Excluding one combination of two factors in a linear model Imagine you are modelling an outcome based on two discrete factors, factor1 and factor2, which can be yes or no.
You could do something like:
model <- lm(outcome ~ factor1 + factor2)

Now suppose that out of the four combinations of values for the two factors there is one that can never happen.
For instance if factor1 is true factor2 can be either true or false, but if factor1 is false factor2 can only be false.
Does one need to account for that in the model? And, if yes, how so?
 A: Methodologically, there's no reason why this should be an issue. The interpretation of the model coefficients is an "associated difference in outcome for factor1 holding factor2 constant". For instance, if the outcome were serum testosterone (mg/ml) and factor1 were gender and factor2 were pregnancy status, the estimated coefficient for factor2 would be exactly the same if you restricted to women and dropped gender from the model.

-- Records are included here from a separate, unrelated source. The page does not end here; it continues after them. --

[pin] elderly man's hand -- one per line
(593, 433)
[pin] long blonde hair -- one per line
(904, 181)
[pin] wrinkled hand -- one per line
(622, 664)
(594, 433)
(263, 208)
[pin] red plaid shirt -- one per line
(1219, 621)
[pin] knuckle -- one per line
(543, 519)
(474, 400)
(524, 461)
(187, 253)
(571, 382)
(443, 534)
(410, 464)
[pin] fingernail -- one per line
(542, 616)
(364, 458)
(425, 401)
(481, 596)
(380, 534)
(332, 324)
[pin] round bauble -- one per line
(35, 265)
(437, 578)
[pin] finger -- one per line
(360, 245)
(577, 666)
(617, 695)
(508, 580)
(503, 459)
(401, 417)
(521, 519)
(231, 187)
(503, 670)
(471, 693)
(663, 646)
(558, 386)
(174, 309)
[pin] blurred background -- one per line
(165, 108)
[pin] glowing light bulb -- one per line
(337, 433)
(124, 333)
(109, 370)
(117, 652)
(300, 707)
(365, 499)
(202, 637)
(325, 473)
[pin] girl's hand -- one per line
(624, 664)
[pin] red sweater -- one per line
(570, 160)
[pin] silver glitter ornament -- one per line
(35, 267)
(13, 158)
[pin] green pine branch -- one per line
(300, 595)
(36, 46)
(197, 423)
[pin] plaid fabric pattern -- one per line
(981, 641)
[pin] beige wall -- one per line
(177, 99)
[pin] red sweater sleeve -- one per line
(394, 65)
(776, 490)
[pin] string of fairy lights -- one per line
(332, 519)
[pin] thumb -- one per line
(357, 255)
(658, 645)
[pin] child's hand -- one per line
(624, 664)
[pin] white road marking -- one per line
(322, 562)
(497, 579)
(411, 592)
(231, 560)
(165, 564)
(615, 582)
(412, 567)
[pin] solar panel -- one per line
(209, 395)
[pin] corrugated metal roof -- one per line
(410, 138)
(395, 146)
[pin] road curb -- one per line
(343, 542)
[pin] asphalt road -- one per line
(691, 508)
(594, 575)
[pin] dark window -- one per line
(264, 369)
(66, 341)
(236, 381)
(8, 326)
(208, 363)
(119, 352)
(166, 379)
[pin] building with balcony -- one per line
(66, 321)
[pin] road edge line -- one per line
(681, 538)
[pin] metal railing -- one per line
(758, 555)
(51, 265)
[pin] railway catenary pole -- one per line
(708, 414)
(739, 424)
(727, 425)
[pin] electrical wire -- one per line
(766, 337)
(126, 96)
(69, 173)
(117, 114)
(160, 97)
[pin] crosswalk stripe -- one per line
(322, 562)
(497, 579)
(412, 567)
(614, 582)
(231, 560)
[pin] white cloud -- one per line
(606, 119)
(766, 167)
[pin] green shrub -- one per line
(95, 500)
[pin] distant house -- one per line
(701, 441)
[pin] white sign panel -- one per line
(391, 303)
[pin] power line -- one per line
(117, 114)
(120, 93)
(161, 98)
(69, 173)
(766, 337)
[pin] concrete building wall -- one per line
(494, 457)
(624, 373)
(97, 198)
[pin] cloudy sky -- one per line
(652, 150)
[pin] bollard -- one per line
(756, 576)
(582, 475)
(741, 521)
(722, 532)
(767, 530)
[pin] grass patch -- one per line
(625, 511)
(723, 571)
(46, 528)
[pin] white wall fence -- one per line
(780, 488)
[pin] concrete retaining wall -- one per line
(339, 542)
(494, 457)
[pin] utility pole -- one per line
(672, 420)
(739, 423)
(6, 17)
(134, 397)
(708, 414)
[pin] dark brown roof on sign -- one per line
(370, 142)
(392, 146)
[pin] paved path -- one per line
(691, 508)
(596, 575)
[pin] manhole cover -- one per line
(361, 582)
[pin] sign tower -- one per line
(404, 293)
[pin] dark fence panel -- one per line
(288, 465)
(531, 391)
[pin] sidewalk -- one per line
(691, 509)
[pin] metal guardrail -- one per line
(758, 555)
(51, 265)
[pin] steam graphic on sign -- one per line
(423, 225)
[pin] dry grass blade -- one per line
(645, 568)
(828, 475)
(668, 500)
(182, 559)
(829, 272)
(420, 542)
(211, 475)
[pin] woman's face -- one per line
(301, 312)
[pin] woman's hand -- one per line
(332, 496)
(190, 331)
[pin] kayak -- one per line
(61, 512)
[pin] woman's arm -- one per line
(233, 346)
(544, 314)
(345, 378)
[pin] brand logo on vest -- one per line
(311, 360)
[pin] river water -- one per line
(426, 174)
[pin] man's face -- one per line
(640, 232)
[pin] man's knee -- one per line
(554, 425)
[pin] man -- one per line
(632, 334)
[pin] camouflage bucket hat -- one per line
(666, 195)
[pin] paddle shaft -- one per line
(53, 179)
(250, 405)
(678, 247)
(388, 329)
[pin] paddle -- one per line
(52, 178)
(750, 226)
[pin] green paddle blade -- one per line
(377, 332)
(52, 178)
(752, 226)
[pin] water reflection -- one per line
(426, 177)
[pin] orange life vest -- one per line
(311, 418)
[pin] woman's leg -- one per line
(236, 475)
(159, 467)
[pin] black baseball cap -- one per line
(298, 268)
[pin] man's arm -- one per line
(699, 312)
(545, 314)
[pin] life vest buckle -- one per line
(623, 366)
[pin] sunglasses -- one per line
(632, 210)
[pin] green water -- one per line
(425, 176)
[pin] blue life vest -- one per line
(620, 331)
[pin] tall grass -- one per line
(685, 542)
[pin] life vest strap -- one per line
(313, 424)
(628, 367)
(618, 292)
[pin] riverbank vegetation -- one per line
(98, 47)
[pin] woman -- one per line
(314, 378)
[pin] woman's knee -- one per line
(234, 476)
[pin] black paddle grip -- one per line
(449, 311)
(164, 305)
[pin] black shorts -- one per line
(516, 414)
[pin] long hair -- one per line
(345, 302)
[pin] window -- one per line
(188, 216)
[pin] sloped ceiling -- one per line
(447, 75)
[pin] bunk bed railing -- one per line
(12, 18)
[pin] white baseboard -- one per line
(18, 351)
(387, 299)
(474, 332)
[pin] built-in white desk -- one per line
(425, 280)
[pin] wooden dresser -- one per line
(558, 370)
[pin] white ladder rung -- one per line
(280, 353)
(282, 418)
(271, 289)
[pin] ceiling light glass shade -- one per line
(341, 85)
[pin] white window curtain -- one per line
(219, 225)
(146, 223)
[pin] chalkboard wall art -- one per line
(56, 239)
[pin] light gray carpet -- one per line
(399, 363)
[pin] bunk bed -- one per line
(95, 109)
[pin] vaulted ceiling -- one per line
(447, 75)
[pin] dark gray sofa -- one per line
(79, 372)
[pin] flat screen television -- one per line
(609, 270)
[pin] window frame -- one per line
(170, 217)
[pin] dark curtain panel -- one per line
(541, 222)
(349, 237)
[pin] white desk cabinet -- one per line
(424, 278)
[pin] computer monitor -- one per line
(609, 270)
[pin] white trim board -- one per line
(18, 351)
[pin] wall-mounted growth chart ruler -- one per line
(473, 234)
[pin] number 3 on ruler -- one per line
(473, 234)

If you used the model to generate a post estimate for an associated difference in serum testosterone comparing pregnant males to pregnant females, that estimate would be incorrect. This is an issue of extrapolation. However, the model coefficients are still correct in that they can borrow information across groups where such information is available.
A: Look at it that way: You could have a categorical variable with three levels: “both false”, “only factor 1 true”, “both true”. If you use dummy coding with “both false” as the reference category, you end up with the same model mathematically speaking. The only difference is that you are not tempted to include an interaction or interpret what happens when only factor 2 is true.